Members of the Intergovernmental Panel on Climate Change (IPCC) are also likely to suggest the widespread use of carbon removal technology to limit dangerous warming.
The IPCC is due to publish its findings on what we can do to stem climate change today. However, disputes over the exact wording of the document have delayed agreement.
This new study will be the third of three important documents from the IPCC issued over the past eight months. The previous two have looked at the causes and impacts of climate change, but this one will focus on mitigation – or what we can do to stop it.
Five million households in ‘fuel stress’ as energy price cap rises
Five million homes have been pushed into ‘fuel stress’ with the energy price cap rising to nearly £2,000, a leading think-tank on living standards has warned.
The energy price cap rose to the record sum on Friday to help account for surging wholesale prices, and bills could go up even further in October to reflect the impact of Russia’s war in Ukraine.
The latest rise meant that the number of households in England spending at least 10 per cent of their budget on energy bills, a share deemed to represent ‘fuel stress,’ doubled from 2.5 million overnight.
The Resolution Foundation says the poorest fifth of households are now spending more than twice the share of their budgets on energy bills than the richest fifth, even after taking into account a new government tax rebate scheme.
Coding change can reduce bitcoin energy consumption by 99%
Bitcoin mining already uses as much energy as the entire country of Sweden – but that could change with a simple switch in the way it is coded, according to a new campaign.
The Change the Code Not the Climate campaign, coordinated by the Environmental Working Group, Greenpeace and several groups battling bitcoin mining facilities in their communities, is calling on bitcoin to change the way its coins are mined in order to tackle its burgeoning carbon footprint.
The software code that bitcoin uses – “proof of work” – requires the use of vast computer arrays to validate and secure transactions. Proof of work is a way of checking that a miner has solved the extremely complex cryptographic puzzles needed to add to the bitcoin ledger.
Rival cryptocurrency ethereum is now shifting to another system known as “proof of stake” that it believes will reduce its energy use by 99 per cent. The campaign’s organisers argue bitcoin must follow suit or find another, less energy intensive method.
Triodos launches £4.7m community renewable energy bond offer
Sustainable bank Triodos is launching a £4.7 million community renewable energy bond offer through its crowdfunding platform for Empower Community Foundation.
Money raised will be used to refinance two 5MW solar farms near Salibsury in England and Arbroath in Scotland. Both were completed in 2016.
Empower Community Foundation is a social enterprise designed to accelerate the transition to sustainable low carbon local economies, by seeking to ensure that the financial benefits of renewable energy go back into local communities.
There is a £50 minimum investment, with the bond eligible to be held in a Triodos Innovative Finance ISA. The bond pays 4.25% gross interest annually, with the interest rate to rise with inflation each year.
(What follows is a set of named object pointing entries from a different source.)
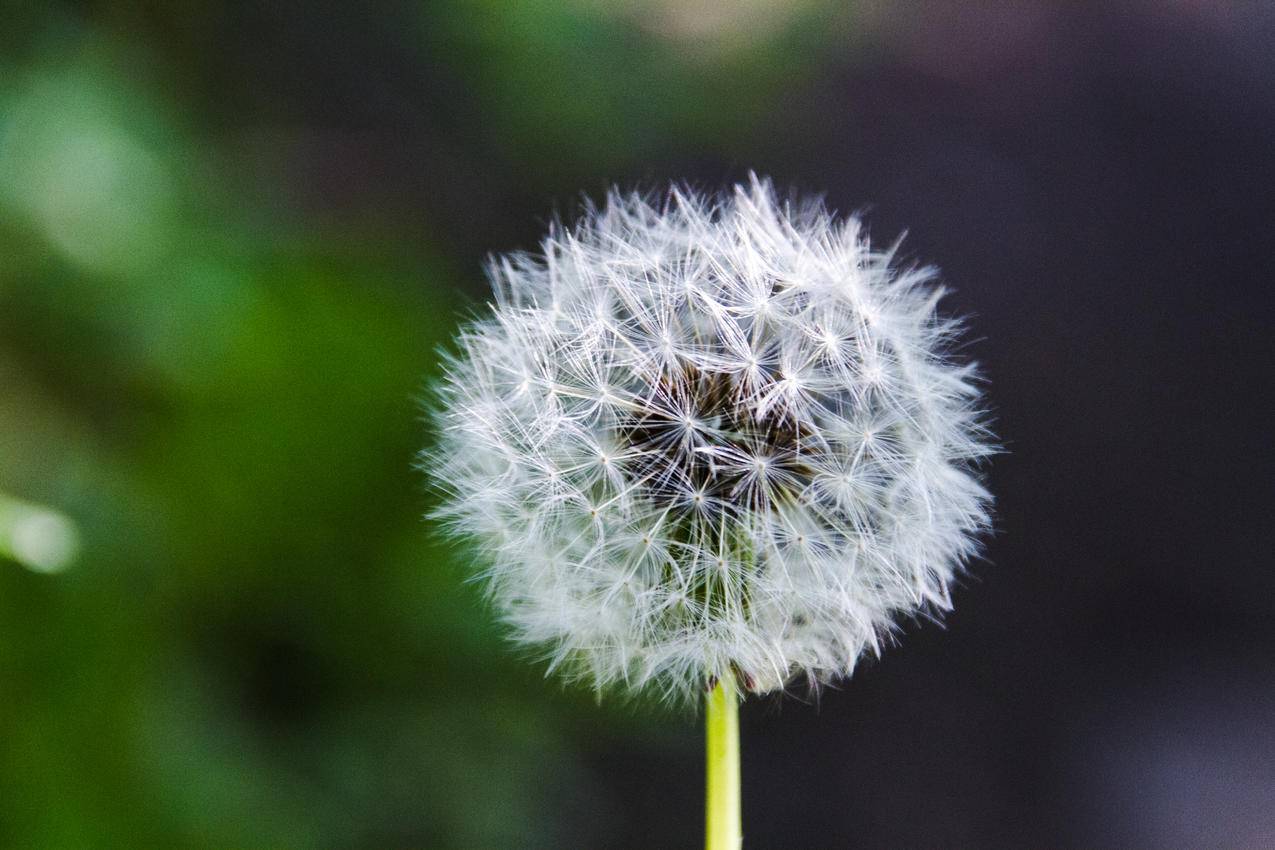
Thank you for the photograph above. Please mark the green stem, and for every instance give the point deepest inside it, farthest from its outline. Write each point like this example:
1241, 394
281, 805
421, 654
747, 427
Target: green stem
722, 807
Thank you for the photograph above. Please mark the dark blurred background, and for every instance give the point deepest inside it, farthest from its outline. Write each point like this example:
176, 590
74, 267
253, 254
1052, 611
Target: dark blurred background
233, 236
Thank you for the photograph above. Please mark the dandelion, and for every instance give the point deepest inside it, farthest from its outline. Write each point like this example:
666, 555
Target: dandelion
712, 444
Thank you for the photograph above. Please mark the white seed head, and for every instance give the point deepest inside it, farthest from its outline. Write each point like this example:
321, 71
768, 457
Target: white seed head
708, 436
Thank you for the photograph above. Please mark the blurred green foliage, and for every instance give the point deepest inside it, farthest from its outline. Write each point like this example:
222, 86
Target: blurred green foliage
260, 642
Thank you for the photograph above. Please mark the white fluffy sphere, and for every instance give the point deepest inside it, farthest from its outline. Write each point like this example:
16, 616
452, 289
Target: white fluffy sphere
703, 436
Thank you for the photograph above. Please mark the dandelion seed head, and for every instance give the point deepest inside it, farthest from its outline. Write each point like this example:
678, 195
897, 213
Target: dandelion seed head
703, 436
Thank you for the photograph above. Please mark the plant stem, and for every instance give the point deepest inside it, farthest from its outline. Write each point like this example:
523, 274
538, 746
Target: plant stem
722, 728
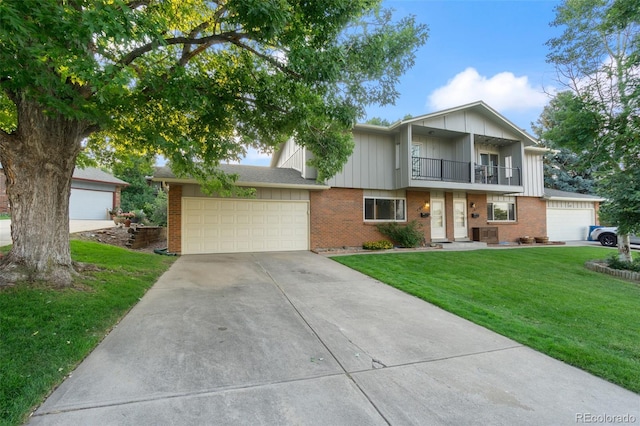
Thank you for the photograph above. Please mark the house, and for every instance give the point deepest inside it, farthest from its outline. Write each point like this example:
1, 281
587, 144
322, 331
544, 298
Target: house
93, 193
465, 173
570, 215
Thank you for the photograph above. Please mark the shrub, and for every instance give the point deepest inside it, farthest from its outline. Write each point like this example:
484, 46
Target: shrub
409, 235
159, 209
614, 262
377, 245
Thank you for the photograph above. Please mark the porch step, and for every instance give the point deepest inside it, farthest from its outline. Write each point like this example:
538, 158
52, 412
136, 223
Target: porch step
463, 245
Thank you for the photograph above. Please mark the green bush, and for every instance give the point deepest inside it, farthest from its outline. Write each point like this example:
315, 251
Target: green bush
409, 235
614, 262
377, 245
158, 209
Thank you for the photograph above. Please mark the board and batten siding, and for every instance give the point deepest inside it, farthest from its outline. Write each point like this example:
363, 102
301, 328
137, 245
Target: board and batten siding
468, 122
292, 156
261, 193
371, 166
533, 177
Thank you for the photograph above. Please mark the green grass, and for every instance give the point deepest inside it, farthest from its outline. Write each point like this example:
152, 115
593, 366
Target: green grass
541, 297
45, 333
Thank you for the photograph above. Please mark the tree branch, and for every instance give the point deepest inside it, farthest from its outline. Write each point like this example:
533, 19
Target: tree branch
137, 3
204, 43
267, 58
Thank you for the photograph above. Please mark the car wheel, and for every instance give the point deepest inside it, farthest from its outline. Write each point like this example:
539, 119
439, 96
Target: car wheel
608, 240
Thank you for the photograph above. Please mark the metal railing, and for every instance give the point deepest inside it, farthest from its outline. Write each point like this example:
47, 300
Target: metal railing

Expansion of sustainable finance rules proposed by EU advisers
An expansion of the European Union’s sustainable finance rules to better grade activities such as gas-fired power plants that are not yet environmentally friendly has been proposed by top advisors.
Whether, and how, to include gas in the EU’s flagship ‘taxonomy’ – a list of green activities that will help the bloc reach its climate goals – has sparked an intense backlash over the last year.
After the European Commission proposed defining gas as ‘green’ using more generous emissions thresholds, a number of European countries and politicians said they would oppose it.
To help solve the issue, advisors have now suggested expanding the scope of the taxonomy using a traffic light system to include an intermediate, or ‘amber’, a category for activities that are not yet sustainable, but which could become so over time.